Aquí les cuento | ¡Hágase hombre, carajo!
21/03/2025.- Mi papá me encomendó el primer arreo cuando tenía apenas quince años. Él sabía que yo, por ser pequeño y flaco, sería como una onza para andar por esos caminos y aprendería a ser responsable desde chiquito. Nunca tuve inconvenientes con mi papá por haberme saltado alguna de las tareas que me encargara. A medida que uno camina por esos rumbos, diferentes al pequeño espacio de vida que lo vio nacer, va adquiriendo así como una visión amplia de los asuntos mayores que uno tiene que afrontar para seguir el tránsito de la vida útil y placentera.
Recuerdo que muy pocas veces hice travesuras que me hicieran acreedor del premio mayor que nuestro taita le ofrecía a cualquier zagaletón por andar de manganzón. A mí me gustaban las muchachas, ¿es malo eso?, pero cuando uno empieza con el enamoramiento, toda la vida le sabe a miel de rubita con casabe fresco. Por eso no dejé de recibir mis buenos regaños por andar de patiquín, ya que en algunas ocasiones me le escapaba al viejo. ¡Carajo, ese me daba un solo regaño!
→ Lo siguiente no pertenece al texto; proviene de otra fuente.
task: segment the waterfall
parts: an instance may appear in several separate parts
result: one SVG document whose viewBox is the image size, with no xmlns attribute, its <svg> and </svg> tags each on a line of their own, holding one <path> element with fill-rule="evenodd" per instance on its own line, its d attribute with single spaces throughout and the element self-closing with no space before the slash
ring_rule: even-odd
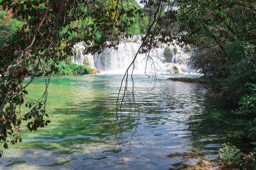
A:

—¡Mire, Ramón Primitivo, usted como que quiere que le dé un par de planazos en ese culo seco para que coja el pisao!
—No, papá, yo me voy a comportar bien. ¡Ya verá!
—¡Más le vale, jipato ladino, porque, si no, ya verá que le salo ese lomo a vergajazos!
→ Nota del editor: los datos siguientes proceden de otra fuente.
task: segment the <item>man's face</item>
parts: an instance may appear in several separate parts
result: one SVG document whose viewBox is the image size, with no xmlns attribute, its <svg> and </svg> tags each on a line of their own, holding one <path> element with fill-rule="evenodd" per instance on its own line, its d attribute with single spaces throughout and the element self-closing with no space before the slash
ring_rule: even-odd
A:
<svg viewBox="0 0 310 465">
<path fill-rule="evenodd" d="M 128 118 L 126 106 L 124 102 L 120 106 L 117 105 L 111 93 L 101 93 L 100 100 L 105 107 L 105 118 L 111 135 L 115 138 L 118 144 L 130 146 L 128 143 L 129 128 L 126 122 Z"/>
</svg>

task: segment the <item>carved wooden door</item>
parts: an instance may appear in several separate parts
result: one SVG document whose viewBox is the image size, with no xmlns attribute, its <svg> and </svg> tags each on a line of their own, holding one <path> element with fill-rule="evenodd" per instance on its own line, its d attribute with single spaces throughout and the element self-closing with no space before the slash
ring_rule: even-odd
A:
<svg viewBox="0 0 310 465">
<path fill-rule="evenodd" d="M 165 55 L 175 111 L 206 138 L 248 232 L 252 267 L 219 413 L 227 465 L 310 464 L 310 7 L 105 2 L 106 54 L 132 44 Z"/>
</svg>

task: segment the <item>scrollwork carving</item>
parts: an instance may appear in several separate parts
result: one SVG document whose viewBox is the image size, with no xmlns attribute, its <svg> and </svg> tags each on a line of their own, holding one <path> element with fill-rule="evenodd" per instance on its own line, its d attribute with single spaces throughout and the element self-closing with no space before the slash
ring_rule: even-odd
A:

Y eso era señalándome una verga de toro que tenía en un rincón, bien tejida con guaralillo y que, para ser sincero, nunca llegué a ver a alguna persona que se la sonaran por las paletas. Aun así, no había que probarla, ya que a uno le daba pena ver a un burro cuando le daban con aquella cosa sobre las grupas. Mira que se encabritaban y no pocos dejaban el reguero de cagajones.
Ahora, tú me preguntas que cómo era la vida del arriero y me llevas, así como bozaliao, por esos tiempos, ¡ja, ja, ja! Ya te dije que apenas tenía quince años cuando me encomendaron el primer arreo. Mira que antes uno iba familiarizándose con el manejo de los animales, de los burros, buscando leña, cargando sacos de maíz del conuco hasta la casa y jugando con esos animales… Tú sabes que a un muchacho lo que más le gusta es jugar… Te puedo decir que yo fui muy feliz. Ojalá pudiera regresar ese almanaque unos setenta años y volver a esos caminos en alpargata y bajo los aguaceros…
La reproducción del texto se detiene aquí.